ASP.NET is used for virtually every system developed and in use at my organisation, specifically MVC and webforms. It is used across the entire organisation for internal and external applications. It addresses the need to rapidly develop web-based systems to a pre-defined programming model that is proven to work (such as MVC) and have those systems be maintainable. It was a huge step forward, especially when ASP.NET MVC was released. However, when I compare it to even more modern technology, such as Express for NodeJS - it just gets too complicated too quickly. Express manages to accomplish the exact same functionality but in a very simple and succinct way. ASP.NET, as with all .NET based development, tends to get unnecessarily complicated quickly.
  • Allows for rapid application development
  • A very solid and well-defined foundation and programming model
  • Fairly performant
  • Templating with razor is excellent
  • MVC was a huge step forward in its day
  • WebForms is absolutely awful (in my opinion it is an abomination), it tries to hide the nature of the web from the programmer to make things easier, but it actually makes it much much worse and much more complicated than if it hadn't hidden it.
  • In my experience it can get unnecessarily complicated quickly - as you move towards the boundaries of what ASP.NET can do, as you will on any fairly complicated project, you realise you suddenly have to hook in to undocumented or obtusely documented functionality, and you will need to put in little bits of code you found on stack trace but you aren't sure why - because Microsoft tried to hide something from the programmer but you end up having to customise it anyway.
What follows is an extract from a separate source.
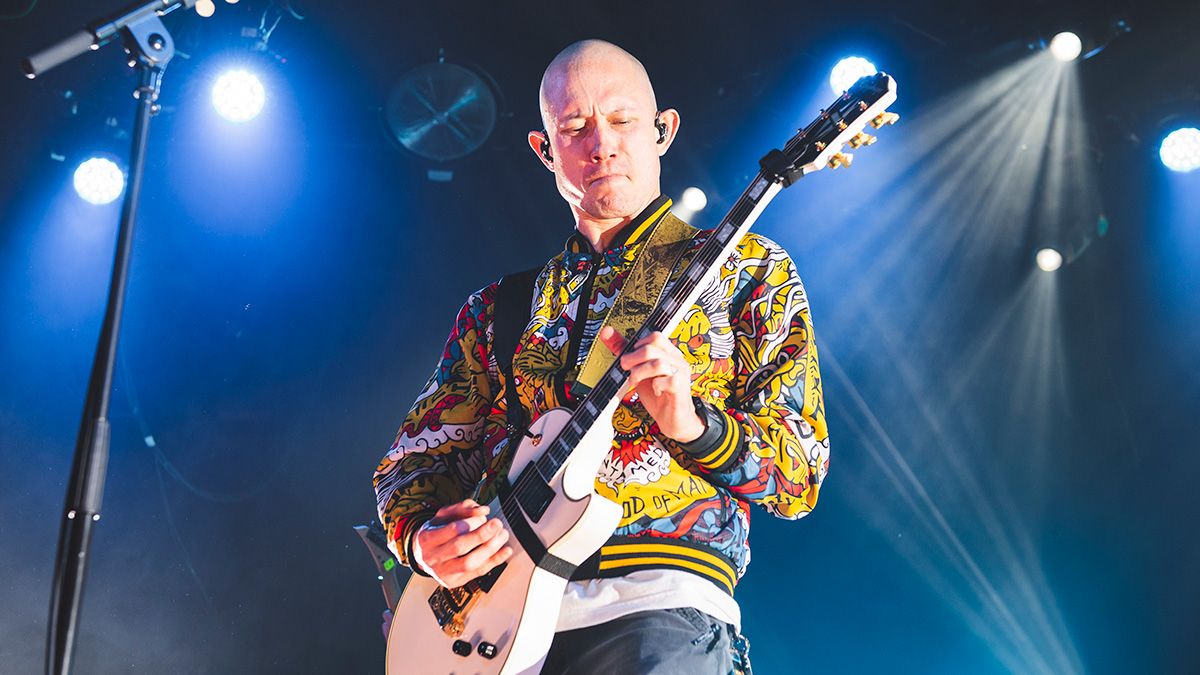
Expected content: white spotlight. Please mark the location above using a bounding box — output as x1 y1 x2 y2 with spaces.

This builds and builds.
  • NET can be really really slow when running under IIS, for some reason the app pool is constantly shutdown due to idle, but when the next person hits a page - it takes, in computational terms, so long for the pool to start up - causing embarrassing delays.
  • It is somewhat boring now and doesn't really stand up to modern simple alternatives, like Express on NodeJS.
  • MVC
  • Razor
  • Solid fundamental web based foundation
  • API framework
  • Dotnet Core support
  • Identity
  • Allows for rapid application development which saves money and time
  • Can get unnecessarily complicated and be difficult to maintain at times, wasting time and money
  • It's free, so there is no cost - though you may need to pay for Visual Studio
I have used things like Java Struts in my time and I have found technologies from that era are often quite alike. They were a big step forward at the time - but I think there are better things to use now. ASP.NET and Struts were in that same era, they still work really well and do everything you need them to, but there are downsides. I just think we should move towards simpler code rather than all this unnecessarily complicated strongly typed code. As an example, how many classes make up the ASP.NET foundation code? Too many in my view. I would much rather use Express in NodeJS.

Do you think ASP.NET delivers good value for the price?

Yes

Are you happy with ASP.NET's feature set?

Yes

Did ASP.NET live up to sales and marketing promises?

Yes

Did implementation of ASP.NET go as expected?

I wasn't involved with the implementation phase

Would you buy ASP.NET again?

No

It is well suited to rapid web-based application development, the programming model (if we are talking about MVC) is solid and provides an excellent foundation. Though I think in modern terms there are better products out there - to me, it is now rather lacklustre and boring (but that might be just because I have been using it for so long). If it was up to me I wouldn't use it anymore - but in terms of working within an organisation - I don't really get a choice.